[21] Plat. Apol. Sokr. pp. 23 A, 28 A.
The same defects also confessed in many of the Platonic and Xenophontic dialogues.
Moreover, it is not merely in the declarations of Sokrates himself before the Athenian Dikasts, but also in the Platonic Sokrates as exhibited by Plato in very many of his dialogues, that the same efficiency, and the same deficiency, stand conspicuous. The hearer is convicted of ignorance, on some familiar subject which he believed himself to know: the protreptic stimulus is powerful, stinging his mind into uneasiness which he cannot appease except by finding some tenable result: but the didactic supplement is not forthcoming. Sokrates ends by creating a painful feeling of perplexity in the hearers, but he himself shares the feeling along with them. — It is this which the youth Protarchus deprecates, at the beginning of the Platonic Philêbus;[22] and with which Hippias taunts Sokrates, in one of the Xenophontic conversations[23] — insomuch that Sokrates replies to the taunt by giving a definition of the Just (τὸ δίκαιον), upon which Hippias comments. But if the observations ascribed by Xenophon to Hippias are a report of what that Sophist really said, we only see how inferior he was to Sokrates in the art of cross-questioning: for the definition given by Sokrates would have been found altogether untenable, if there had been any second Sokrates to apply the Elenchus to it.[24] Lastly, Xenophon expressly tells us, that there were others also, who, both in speech and writing, imputed to Sokrates the same deficiency on the affirmative side.[25]

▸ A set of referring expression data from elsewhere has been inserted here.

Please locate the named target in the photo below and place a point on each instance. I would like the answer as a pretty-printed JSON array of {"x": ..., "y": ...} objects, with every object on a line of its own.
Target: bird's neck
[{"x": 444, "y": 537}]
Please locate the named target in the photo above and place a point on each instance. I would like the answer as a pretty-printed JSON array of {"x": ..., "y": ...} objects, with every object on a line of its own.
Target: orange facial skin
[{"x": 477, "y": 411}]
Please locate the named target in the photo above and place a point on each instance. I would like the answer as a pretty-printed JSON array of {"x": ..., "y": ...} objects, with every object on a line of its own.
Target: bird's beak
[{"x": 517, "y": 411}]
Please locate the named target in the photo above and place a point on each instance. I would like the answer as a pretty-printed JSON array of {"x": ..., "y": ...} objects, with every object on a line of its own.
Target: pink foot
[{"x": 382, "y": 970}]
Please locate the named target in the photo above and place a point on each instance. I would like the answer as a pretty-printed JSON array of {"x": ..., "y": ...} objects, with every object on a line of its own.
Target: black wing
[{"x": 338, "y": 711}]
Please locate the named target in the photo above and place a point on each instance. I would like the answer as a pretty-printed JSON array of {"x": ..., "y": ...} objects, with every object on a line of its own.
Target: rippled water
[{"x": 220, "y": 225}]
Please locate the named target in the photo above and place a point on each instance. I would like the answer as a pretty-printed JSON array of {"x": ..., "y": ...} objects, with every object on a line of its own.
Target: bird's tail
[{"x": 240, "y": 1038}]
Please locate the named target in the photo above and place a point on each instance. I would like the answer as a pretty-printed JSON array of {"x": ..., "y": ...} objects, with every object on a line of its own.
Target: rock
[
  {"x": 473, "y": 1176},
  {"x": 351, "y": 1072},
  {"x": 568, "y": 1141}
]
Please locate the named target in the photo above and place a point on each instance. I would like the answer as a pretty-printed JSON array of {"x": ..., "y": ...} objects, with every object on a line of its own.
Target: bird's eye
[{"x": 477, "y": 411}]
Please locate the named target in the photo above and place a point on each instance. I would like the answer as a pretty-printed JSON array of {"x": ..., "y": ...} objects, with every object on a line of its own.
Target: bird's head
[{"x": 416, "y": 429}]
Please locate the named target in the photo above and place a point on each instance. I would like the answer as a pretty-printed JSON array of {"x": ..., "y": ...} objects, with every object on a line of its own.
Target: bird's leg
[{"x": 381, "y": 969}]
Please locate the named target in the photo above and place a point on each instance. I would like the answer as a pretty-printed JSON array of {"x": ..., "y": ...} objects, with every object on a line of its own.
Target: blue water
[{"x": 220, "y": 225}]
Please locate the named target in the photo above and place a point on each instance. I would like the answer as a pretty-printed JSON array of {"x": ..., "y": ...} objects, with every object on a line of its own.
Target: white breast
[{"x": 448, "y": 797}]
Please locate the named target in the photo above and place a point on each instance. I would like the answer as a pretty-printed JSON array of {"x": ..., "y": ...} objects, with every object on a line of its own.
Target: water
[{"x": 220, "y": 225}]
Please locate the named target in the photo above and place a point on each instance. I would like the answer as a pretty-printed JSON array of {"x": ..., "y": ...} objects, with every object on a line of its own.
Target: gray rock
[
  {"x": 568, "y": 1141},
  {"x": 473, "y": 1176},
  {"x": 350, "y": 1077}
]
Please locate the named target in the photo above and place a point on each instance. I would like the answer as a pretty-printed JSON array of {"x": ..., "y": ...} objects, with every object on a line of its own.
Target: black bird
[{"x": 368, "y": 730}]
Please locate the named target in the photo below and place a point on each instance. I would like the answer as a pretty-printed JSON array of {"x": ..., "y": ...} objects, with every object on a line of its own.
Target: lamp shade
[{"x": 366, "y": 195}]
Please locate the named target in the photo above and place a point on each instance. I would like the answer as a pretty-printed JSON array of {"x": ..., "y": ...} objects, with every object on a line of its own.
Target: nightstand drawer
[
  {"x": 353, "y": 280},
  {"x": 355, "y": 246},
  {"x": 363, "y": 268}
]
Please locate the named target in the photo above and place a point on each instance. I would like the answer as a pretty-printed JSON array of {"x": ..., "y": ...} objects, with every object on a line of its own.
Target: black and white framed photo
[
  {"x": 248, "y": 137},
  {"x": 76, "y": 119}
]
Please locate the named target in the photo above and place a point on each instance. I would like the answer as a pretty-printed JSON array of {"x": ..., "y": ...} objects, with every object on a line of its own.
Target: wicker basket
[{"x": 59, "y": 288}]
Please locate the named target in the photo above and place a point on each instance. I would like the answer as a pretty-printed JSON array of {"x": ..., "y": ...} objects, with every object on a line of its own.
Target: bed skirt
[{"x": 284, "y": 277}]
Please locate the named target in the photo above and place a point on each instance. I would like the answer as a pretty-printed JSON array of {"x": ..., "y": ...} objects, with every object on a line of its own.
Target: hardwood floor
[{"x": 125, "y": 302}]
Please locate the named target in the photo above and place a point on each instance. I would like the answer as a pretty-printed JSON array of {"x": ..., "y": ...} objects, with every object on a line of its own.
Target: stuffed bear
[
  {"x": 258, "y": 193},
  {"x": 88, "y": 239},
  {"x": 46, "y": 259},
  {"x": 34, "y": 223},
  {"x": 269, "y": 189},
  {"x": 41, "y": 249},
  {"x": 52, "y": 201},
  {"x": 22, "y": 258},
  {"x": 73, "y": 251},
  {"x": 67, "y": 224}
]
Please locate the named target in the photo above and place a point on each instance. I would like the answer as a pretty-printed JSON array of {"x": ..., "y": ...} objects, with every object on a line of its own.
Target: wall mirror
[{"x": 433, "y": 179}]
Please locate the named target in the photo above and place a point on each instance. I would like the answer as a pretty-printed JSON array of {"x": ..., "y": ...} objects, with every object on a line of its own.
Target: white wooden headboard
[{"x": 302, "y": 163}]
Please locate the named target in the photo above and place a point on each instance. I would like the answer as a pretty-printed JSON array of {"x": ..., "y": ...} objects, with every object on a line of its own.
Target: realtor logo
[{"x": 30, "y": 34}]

[22] Plato, Philêbus, p. 20 A.
[23] Xenoph. Memor. iv. 4, 9-11.
[24] We need only compare the observations made by Hippias in that dialogue, to the objections raised by Sokrates himself in his conversation with Euthydêmus, Xen. Mem. iv. 4, 2, and to the dialogue of the youthful Alkibiades (evidently borrowed from Sokrates) with Perikles, ib. i. 2, 40-47.

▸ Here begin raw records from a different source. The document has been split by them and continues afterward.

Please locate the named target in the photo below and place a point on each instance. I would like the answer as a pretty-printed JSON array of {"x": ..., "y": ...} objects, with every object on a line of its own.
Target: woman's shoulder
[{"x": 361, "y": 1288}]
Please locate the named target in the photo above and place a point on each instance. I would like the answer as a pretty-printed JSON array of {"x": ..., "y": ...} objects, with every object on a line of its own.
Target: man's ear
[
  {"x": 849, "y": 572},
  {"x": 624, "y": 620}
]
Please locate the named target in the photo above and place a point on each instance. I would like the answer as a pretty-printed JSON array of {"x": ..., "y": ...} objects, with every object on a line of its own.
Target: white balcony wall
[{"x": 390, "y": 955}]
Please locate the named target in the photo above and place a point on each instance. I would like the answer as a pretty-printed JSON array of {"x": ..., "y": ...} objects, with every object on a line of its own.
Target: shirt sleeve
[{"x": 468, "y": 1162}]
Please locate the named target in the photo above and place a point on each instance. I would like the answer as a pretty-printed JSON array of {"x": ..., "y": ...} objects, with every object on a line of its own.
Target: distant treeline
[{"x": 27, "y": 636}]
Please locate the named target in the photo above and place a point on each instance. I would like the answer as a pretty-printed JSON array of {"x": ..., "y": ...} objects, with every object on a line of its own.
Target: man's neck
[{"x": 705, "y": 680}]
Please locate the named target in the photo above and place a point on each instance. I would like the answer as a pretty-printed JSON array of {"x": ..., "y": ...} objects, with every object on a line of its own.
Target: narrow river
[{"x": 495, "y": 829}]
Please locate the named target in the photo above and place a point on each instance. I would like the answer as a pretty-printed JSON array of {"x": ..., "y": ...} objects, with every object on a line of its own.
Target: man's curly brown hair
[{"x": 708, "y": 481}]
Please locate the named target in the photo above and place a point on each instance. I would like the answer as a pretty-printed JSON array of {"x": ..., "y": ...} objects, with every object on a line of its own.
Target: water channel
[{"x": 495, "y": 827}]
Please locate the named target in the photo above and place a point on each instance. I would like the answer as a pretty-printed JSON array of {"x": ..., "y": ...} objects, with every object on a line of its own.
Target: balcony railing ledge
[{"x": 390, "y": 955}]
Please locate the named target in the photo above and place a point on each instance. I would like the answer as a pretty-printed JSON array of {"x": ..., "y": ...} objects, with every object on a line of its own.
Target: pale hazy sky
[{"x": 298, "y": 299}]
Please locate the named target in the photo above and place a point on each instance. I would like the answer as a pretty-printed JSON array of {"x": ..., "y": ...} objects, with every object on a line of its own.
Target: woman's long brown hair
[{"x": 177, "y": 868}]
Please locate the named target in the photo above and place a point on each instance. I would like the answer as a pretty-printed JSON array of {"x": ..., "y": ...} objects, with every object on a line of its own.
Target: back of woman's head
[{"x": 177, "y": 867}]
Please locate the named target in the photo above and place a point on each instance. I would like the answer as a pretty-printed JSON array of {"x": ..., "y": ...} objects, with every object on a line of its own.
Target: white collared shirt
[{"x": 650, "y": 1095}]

[25] Xenoph. Memor. i. 4, 1. εἰ δέ τινες Σωκράτην νομίζουσιν, ὡς ἕνιοι γράφουσί τε καὶ λέγουσι περὶ αὐτοῦ τεκμαιρόμενοι, προτρέψασθαι μὲν ἀνθρώπους ἐπ’ ἀρετὴν κράτιστον γεγονέναι, προαγαγεῖν δὲ ἐπ’ αὐτὴν οὐχ ἱκανόν — σκεψάμενοι μὴ μόνον, &c.
See also Cicero, De Oratore, i. 47, 204, in which Sokrates is represented as saying that concitatio (προτροπὴ) was all that people required: they did not need guidance: they would find out the way for themselves: and Yxem, Ueber Platon’s Kleitophon, pp. 5-12.
Forcible, yet respectful, manner in which these defects are set forth in the Kleitophon. Impossible to answer them in such a way as to hold out against the negative Elenchus of a Sokratic pupil.
The Platonic Kleitophon corresponds, in a great degree, to these complaints of Protarchus and others, as well as to the taunt of Hippias. The case is put, however, with much greater force and emphasis: as looked at, not by an opponent and outsider, like Hippias — nor by a mere novice, unarmed though eager, like Protarchus — but by a companion of long standing, who has gone through the full course of negative gymnastic, is grateful for the benefit derived, and feels that it is time to pass from the lesser mysteries to the greater. He is sick of perpetual negation and stimulus: he demands doctrines and explanations, which will hold good against the negative Elenchus of Sokrates himself. But this is exactly what Sokrates cannot give. His mission from the Delphian God finishes with the negative: inspiration fails him when he deals with the affirmative. He is like the gadfly (his own simile) in stimulating the horse — and also in furnishing no direction how the stimulus is to be expended. His affirmative dicta, — as given in the Xenophontic Memorabilia, are for the most part plain, home-bred, good sense, — in which all the philosophical questions are slurred over, and the undefined words, Justice, Temperance, Holiness, Courage, Law, &c., are assumed to have a settled meaning agreed to by every one: while as given by Plato, in the Republic and elsewhere, they are more speculative, highflown, and poetical,[26] but not the less exposed to certain demolition, if the batteries of the Sokratic Elenchus were brought to bear upon them. The challenge of Kleitophon is thus unanswerable. It brings out in the most forcible, yet respectful, manner the contrast between the two attributes of the Sokratic mind: in the negative, irresistible force and originality: in the affirmative, confessed barrenness alternating with honest, acute, practical sense, but not philosophy. Instead of this, Plato gives us transcendental hypotheses, and a religious and poetical ideal; impressive indeed to the feelings, but equally inadmissible to a mind trained in the use of the Sokratic tests.